April 27, 2023 Source: drugdu 237
The company discontinued about 20 early-stage projects after reviewing their strategic fit and commercial potential.
Novartis said Tuesday it will discontinue or license out 10% of its clinical development projects after reviewing their strategic fit and sales potential.
The Swiss drugmaker has trimmed its drug pipeline to 136 projects, down by 16 from the 152 disclosed in its fourth quarter earnings report, according to a presentation Tuesday. The biggest cutbacks came to its early-stage projects, with 19 programs cut. Half of those were early-stage programs testing drugs for solid tumors.
The move comes one year after Novartis resized its business and narrowed its research focus to five core therapeutic areas — cardiovascular, immunology, neuroscience, solid tumors and hematology. It expects to save at least $1 billion annually by 2024 as a result.
“We systematically looked at the pipeline, identified projects that were outside the scope of these core therapeutic areas, or in the case of oncology, we’re addressing tumors that are no longer priority tumors for the company,” Novartis CEO Vas Narasimhan said on an call with investors Tuesday.
“We saw we had more projects than our peers, which led to having less investment per project,” he added.
Novartis’ restructuring has resulted in layoffs for thousands of employees, and the company is in the process of spinning out its generics division Sandoz.
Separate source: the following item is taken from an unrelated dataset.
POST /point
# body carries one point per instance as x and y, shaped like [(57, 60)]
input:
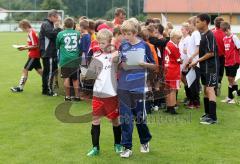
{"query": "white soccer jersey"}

In February, it halted work on medicines for sickle cell disease and Huntington’s disease and gave up the licensing rights for a drug aimed at a type of fatty liver disease.
Novartis first quarter sales rose by 3% to about $13 billion from a year earlier, driven by a 16% increase in volume offset by 4% erosion in price. Generic competition negatively impacted sales as well.
Sales of its top-selling drug, the heart failure pill Entresto, increased by 28% to $1.4 billion from a year earlier, while sales of its second highest earner, the inflammatory disease drug Cosentyx, were 7% lower at $1.1 billion.
Novartis also reported strong growth for its cancer drugs. Sales of breast cancer treatment Kisqali rose 74% year over year to $415 million, while sales of its prostate cancer drug Pluvicto rose to $211 million from $171 million in the fourth quarter. Novartis is expanding production of Pluvicto amid strong demand and supply challenges.
Novartis said its Sandoz business is still on track to be spun off in the second half of 2023.